The exhibition will showcase everything from the story of its second location, at what was the South Texas State Fairgrounds in 1957, to the donation of a third building from the J. Crooke Wilson estate in 1969 and the eventual split from the still-active Beaumont Art League in 1972.

Throughout, patrons will see works from renowned artists like David Cargill, Richard Stout, Ruth Laird, Kermit Oliver and many others. It all leads up to the museum’s 1987 move to its current location and rebranding as AMSET.

As the museum shifts towards becoming AMSET, Clay highlights the 1986 acquisition of the Felix “Fox” Harris collection as the first major acquisition on the road towards the museum’s current collection of 19th-21st century American and Mexican folk art with an emphasis on works from this region. Harris created captivating totemic structures from scrap metal, debris and other discarded objects found around the area, some towering as high as 15 feet tall. Since 2007, the collection of his works has resided as a semi-permanent exhibition at AMSET.

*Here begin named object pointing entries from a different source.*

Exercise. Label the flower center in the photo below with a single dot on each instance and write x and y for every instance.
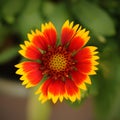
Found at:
(58, 62)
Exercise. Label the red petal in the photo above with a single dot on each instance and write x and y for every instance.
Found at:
(84, 67)
(83, 54)
(78, 77)
(50, 33)
(45, 86)
(34, 76)
(32, 53)
(40, 41)
(71, 88)
(29, 66)
(76, 43)
(67, 35)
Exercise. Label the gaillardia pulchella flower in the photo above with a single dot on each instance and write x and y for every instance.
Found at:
(66, 65)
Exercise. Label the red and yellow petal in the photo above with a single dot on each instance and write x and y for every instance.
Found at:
(39, 40)
(78, 78)
(79, 40)
(50, 33)
(86, 60)
(30, 51)
(68, 32)
(27, 66)
(43, 90)
(31, 78)
(56, 91)
(72, 91)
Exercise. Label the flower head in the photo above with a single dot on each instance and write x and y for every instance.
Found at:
(66, 67)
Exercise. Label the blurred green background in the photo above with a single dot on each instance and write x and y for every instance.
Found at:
(101, 17)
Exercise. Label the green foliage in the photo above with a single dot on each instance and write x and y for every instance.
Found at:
(93, 17)
(99, 16)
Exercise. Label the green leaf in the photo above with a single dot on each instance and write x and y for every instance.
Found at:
(36, 110)
(108, 97)
(8, 54)
(93, 17)
(10, 9)
(56, 13)
(30, 17)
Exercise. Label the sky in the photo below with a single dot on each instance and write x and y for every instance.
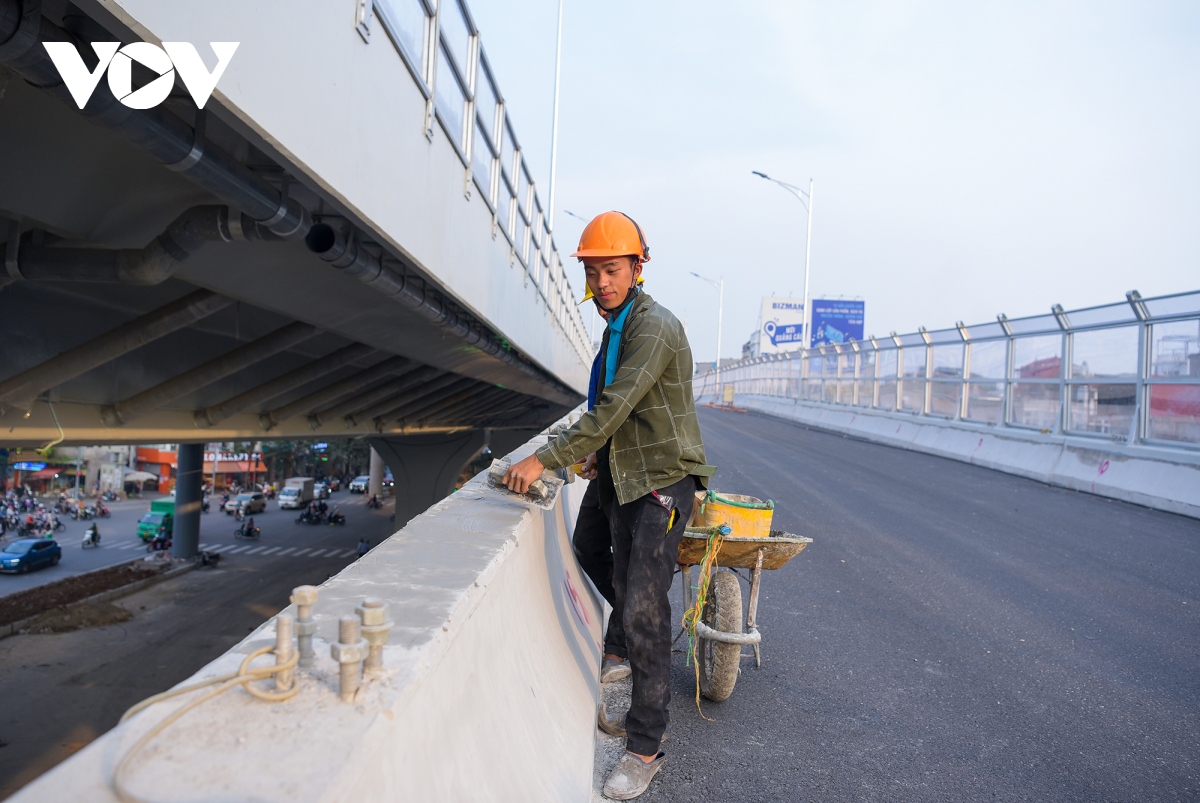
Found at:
(969, 159)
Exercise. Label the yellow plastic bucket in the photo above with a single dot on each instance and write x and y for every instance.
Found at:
(745, 515)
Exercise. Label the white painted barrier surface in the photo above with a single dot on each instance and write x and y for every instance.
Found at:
(1165, 479)
(490, 690)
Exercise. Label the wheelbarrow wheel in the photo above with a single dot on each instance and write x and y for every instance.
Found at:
(719, 661)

The second anniversary show, opening July 18, 2026, will continue to explore the development of the museum’s collection into what it is today, starting in 1987.

“There’s a lot of really incredible artworks from contemporary Texas artists that we acquired recently that’ll be phenomenal in that exhibition,” Clay says.

Clay calls out works like ceramics by James Watkins, photographs by Earlie Hudnall Jr. and a painting by Jerry Newman as some of the pieces she’s most excited to see showcased. Newman’s painting, in particular, is of importance to Clay as the artist “taught generations of painters that live here in Southeast Texas.”

In much the same manner, AMSET has been continuing to build its own legacy, thanks to some of the principles on which it was founded. Clay points to AMSET bringing in local artists to teach at summer camps and workshops, while displaying their works in its cafe and subsidiary galleries, as ties to the museum’s original founding goals. The museum also exhibits artists from Lamar University, which Clay notes has taught generations of local artists.

Clay hopes both the anniversary exhibitions illustrate how the museum “has been a cornerstone of the community and has so positively impacted many lives at many different levels.” She adds, “I think it’s just reminding people of the positive impact that AMSET, and before that the Beaumont Art Museum, have had on people’s lives, and that it needs support to continue to do that as well.”